Lula faz uso político de evento do 8/1

Na opinião do professor de Ciências Políticas da Universidade Federal de Ouro Preto (UFOP), Adriano Cerqueira, Lula ainda não conseguiu um bom relacionamento com o Congresso Nacional, especialmente na Câmara dos Deputados, e precisa aceitar as decisões dos parlamentares, ao mesmo tempo em que tenta colher frutos políticos dos atos do 8/1 o máximo possível. “É uma oportunidade para Lula e seus apoiadores tentarem tomar a frente do discurso em defesa da democracia, tentando enquadrar, colocar contra a parede Bolsonaro e seus apoiadores”.

Segundo o professor, a relação entre o governo e o Congresso vem se tornando mais tensa desde o final do ano, quando Lula vetou a desoneração da folha de pagamento, aprovada pelos deputados e senadores, com uma queda de braços constante entre executivo e legislativo.

Sobre o vai e vem de decisões tomadas pelo Parlamento e modificadas pelo Planalto, Elton Gomes, da Universidade Federal do Piauí (UFPI), diz que há uma clara dificuldade do governo Lula de conseguir levar adiante suas pautas no legislativo por conta de um Congresso ideologicamente mais conservador, ou seja, próximo da centro direita.
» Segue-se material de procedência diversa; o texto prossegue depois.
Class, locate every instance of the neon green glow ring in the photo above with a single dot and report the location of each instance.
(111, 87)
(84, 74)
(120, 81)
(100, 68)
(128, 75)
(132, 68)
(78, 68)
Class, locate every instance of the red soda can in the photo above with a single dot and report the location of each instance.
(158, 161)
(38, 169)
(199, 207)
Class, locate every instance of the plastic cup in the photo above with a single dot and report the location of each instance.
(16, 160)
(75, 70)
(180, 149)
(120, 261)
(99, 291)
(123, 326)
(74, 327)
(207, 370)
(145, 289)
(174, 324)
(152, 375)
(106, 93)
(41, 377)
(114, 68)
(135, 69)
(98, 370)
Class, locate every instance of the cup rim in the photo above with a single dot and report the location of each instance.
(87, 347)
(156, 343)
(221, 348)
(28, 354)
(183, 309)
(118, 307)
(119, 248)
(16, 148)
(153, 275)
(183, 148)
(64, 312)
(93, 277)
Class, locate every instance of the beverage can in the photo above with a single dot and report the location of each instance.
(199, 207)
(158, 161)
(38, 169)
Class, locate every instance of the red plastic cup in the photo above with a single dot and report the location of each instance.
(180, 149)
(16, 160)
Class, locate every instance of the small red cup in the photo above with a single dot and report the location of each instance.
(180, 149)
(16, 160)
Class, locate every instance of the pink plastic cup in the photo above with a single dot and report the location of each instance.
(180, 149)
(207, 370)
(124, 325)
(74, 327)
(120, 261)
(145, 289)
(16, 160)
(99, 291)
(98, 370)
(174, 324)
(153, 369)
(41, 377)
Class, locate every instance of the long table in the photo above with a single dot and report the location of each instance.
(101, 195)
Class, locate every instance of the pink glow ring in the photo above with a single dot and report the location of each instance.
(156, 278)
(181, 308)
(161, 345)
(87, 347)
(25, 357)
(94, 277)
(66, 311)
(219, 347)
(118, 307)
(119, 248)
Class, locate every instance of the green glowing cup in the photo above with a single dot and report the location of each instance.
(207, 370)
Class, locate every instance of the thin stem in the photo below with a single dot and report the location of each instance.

Além disso, Gomes salienta que o chefe do Executivo vem perdendo poderes desde o governo Dilma, com o maior empoderamento do Congresso Nacional sobre as emendas parlamentares, principalmente as de pagamento obrigatório.

Segurança será reforçada em Brasília para evitar manifestações

Toda a área central da capital federal, onde estão localizados os ministérios e as sedes dos Poderes, será monitorada por imagens de câmeras, drone e informações que serão enviados ao Centro Integrado de Operações de Brasília (CIOB) no dia 8.

A Polícia Militar do DF e o Supremo Tribunal Federal (STF) farão o fechamento do perímetro da Praça dos Três Poderes e não será permitido o acesso de pessoas e de veículos sem autorização. Para isso, haverá a presença de tropas especializadas e, se necessário, linhas de revista.

Polícias Federal, Rodoviária Federal, Civil e Militar do Distrito Federal, além do Corpo de Bombeiros e Departamento de Trânsito, além do Gabinete de Segurança Institucional da Presidência da República e Força Nacional, com 250 agentes, estarão envolvidos na segurança.

“Não há hipótese de se repetir no dia 8 de janeiro de 2024 o que aconteceu no dia 8 de janeiro de 2023”, afirmou o ministro da Justiça e Segurança Pública em exercício, Ricardo Cappelli.

O ato em defesa da democracia será realizado na próxima segunda-feira, às 15h, no plenário do Senado, e já estão confirmadas as presenças de Lula e dos presidentes do STF, Luís Roberto Barroso; do Senado, Rodrigo Pacheco (PSD-MG); e da Câmara, Arthur Lira (PP-AL). O ministro da Fazenda, Fernando Haddad, retornará de suas férias para comparecer ao evento. Cerca de 500 convidados são esperados no Senado.